相続の手続きが発生した場合に、急がなければと考える方もいらっしゃれば、そのままにしておこうと考える方もいらっしゃいます。

 相続手続きには様々なものがあり、状況によっては急ぐ必要があるものもあれば、特に急ぎではないものもあります。

 そこで、今回は、相続手続きは急ぐ必要があるかについてお話ししたいと思います。

 

遺産分割協議には期限はない

 まず、相続手続き全体の話をすれば、遺産についての分割については、遺産分割協議を行うことが原則であり、これは相続人全員の同意を要するため、かなり時間がかかることが多いです。

 また、遺産分割協議の前提として、相続人の調査や遺産の調査を行うと、さらに時間がかかることになります。

 すなわち、そもそも遺産分割協議自体、時間がかかることが想定されていますので、遺産分割協議には期限はありません。

 したがって、遺産分割協議は急ぐ必要がないと言えます。

 

税金の申告は別

 他方で、相続税などの税金に関しては、期限があり、相続税は死亡を知ってから10ヶ月、準確定申告は死亡を知ってから4ヶ月となっています。
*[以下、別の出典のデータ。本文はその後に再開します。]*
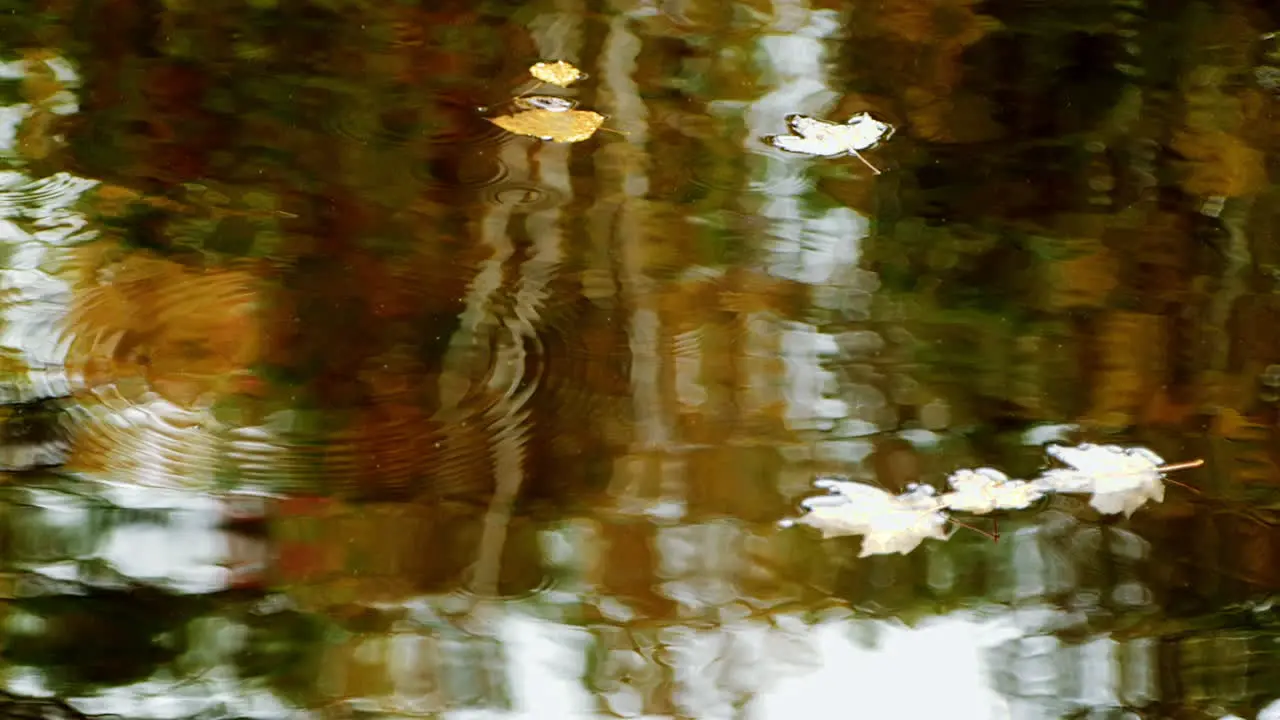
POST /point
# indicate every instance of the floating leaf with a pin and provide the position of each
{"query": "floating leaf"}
(887, 523)
(1121, 479)
(987, 490)
(560, 126)
(544, 103)
(812, 136)
(556, 73)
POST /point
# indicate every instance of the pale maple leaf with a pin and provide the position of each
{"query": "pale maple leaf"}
(887, 523)
(986, 490)
(1121, 479)
(812, 136)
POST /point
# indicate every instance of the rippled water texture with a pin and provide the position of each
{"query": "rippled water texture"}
(347, 369)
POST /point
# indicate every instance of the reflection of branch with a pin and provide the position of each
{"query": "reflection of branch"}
(508, 456)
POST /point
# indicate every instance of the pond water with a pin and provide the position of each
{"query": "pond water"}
(350, 370)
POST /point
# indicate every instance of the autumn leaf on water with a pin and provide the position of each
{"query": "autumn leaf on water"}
(1121, 479)
(812, 136)
(987, 490)
(887, 523)
(556, 73)
(558, 126)
(544, 103)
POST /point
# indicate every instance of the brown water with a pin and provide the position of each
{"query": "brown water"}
(327, 396)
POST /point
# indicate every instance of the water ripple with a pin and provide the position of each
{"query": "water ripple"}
(524, 197)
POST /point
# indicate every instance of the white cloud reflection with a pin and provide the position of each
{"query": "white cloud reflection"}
(937, 669)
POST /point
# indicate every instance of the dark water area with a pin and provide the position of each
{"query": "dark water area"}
(348, 370)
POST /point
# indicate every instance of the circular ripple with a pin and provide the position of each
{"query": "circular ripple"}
(524, 196)
(19, 192)
(471, 172)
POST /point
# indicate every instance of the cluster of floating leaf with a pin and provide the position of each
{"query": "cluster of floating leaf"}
(557, 119)
(1119, 479)
(547, 117)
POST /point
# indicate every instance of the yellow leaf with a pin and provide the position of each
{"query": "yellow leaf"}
(567, 126)
(556, 73)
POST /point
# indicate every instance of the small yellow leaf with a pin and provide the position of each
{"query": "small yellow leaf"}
(565, 126)
(556, 73)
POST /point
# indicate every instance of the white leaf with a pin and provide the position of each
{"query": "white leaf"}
(887, 523)
(986, 490)
(1120, 479)
(812, 136)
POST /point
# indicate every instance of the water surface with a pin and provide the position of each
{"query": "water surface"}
(325, 396)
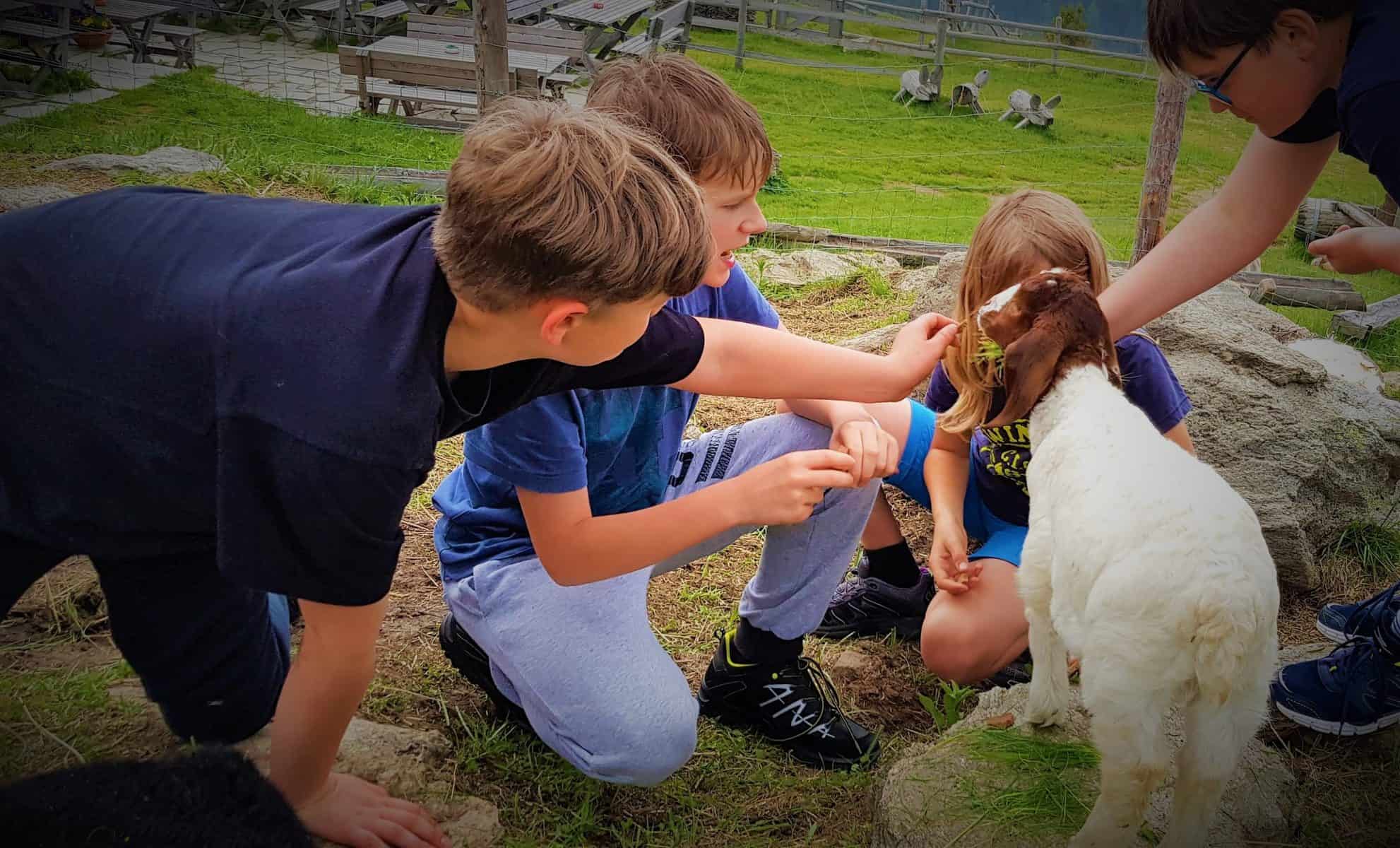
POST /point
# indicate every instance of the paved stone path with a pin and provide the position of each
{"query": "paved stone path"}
(279, 69)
 相続税は遺産分割協議の内容も反映するので、遺産分割協議を10ヶ月以内にしなければならないのではという方もいらっしゃいますが、そうではなく、とりあえず法定相続分で申告しておいて、遺産分割協議成立後に修正申告をするという方法があります(ただし、延滞税等の問題はあります。)。

 

遺産分割協議以外の緊急処理

 また、遺産分割協議、すなわち遺産の分け方以外に、緊急を要する手続きなどがあり、これらは急ぎと言えます。

 例えば、社会保険関係の手続きや、自宅に関する支払関係手続きです。

 本筋を言えば、自宅に関するものは厳密には自宅を承継する方が負担することになるのでしょうが、遺産分割協議が成立していない以上、どなたかが代表者になって、手続きをしておくことになります。

 

相続放棄の場合

 なお、相続放棄申述を裁判所で行えば、相続をしなくなりますので、手続きを行う必要がなくなりますが、相続放棄申述が死亡を知って3ヶ月以内という制限がありますので、判断は早めにして、手続きを期間内にする必要があります。